Registration Open for First DavidsonX Course: Medicinal Chemistry

The college will offer the first of several Massive Open Online Courses (MOOCs) taught by Davidson faculty beginning March 10. Professor Erland Stevens, chair of the chemistry department, will present the seven-week course "Medicinal Chemistry: The Molecular Basis of Drug Discovery" through DavidsonX, a nonprofit online learning initiative hosted by edX.

In "Medicinal Chemistry," Stevens will address how pharmaceutical drugs move from concept to market, and how a drug's chemical structure relates to its biological function. Students should be able to identify organic chemistry functional groups and read line-angle chemical structures. DavidsonX courses are free and open to the public; register now.

Medicinal chemistry is an area that touches the public more personally than most fields of chemistry. Stevens explained, "Students want to see where the rubber meets the road, and in medicinal chemistry we get to do that. Everyone knows someone with a good or bad encounter with medicine, and the process of developing drugs, their place in the health care system, and their price is constantly in the news. Medicinal chemistry is highly applied to our daily lives."

Stevens explained that the primary work of medicinal chemists is modifying molecular structure of known compounds to improve their function. The drug discovery process often begins with large collections of molecules held by a drug company. Each compound in the collection, which may include over a million different molecules, is tested for biological activity. The most active compounds, called hits, are further screened for factors such as transportability within the body, effectiveness against disease, ease of synthesis, improved function and even patentability. The structure of promising compounds is further manipulated until the molecules demonstrate drug-like biological activity.

Davidson and Wellesley College are the first highly selective liberal arts institutions to join the edX consortium for online learning. Founded by Harvard University and MIT, the nonprofit alliance is recognized as a leader in the field and has enrolled more than 1.2 million students through 31 affiliated institutions of higher education worldwide.

The college will apply new technologies and pedagogical techniques used to create DavidsonX courses in the traditional Davidson classroom, as well as to help shape the conversation about technology across the higher education landscape.

Additional DavidsonX courses will be added over the next several years. Registration is now open for "Representations of HIV/AIDS," taught by Professor of English Ann Fox and Professor of Biology Dave Wessner; the course will begin Sept. 22. Presented in conjunction with its on-campus counterpart, the course will explore how HIV/AIDS is portrayed in diverse genres through the perspectives of the scientist and the literary critic.

About the Instructor

Stevens earned a bachelor's degree in chemistry from Duke University. He conducted doctoral work at the University of Michigan, testing new ways to make heterocyclic compounds, many of which are used in pharmacological drugs, and received his doctoral degree in 1997. Stevens then served a post-doctoral appointment at Scripps Research Institute in California in the laboratory of Nobel laureate K. Barry Sharpless before joining the Davidson faculty in 1998.

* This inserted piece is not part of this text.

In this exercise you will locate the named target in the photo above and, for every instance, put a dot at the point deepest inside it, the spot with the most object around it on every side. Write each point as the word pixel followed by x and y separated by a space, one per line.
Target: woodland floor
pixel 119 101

Stevens used his training to develop a course in medicinal chemistry that would appeal to non-chemistry majors at Davidson. In 2013, he published Medicinal Chemistry: The Modern Drug Discovery Process.

Based on Stevens' academic training as an organic synthetic chemist, the book explains in detail the chemical manipulations necessary to create compounds that may be effective against disease. It also touches on the complex web of regulatory, commercial, ethical and political issues involved in creating drugs. The book is part of Pearson Publishing's "advanced chemistry" series.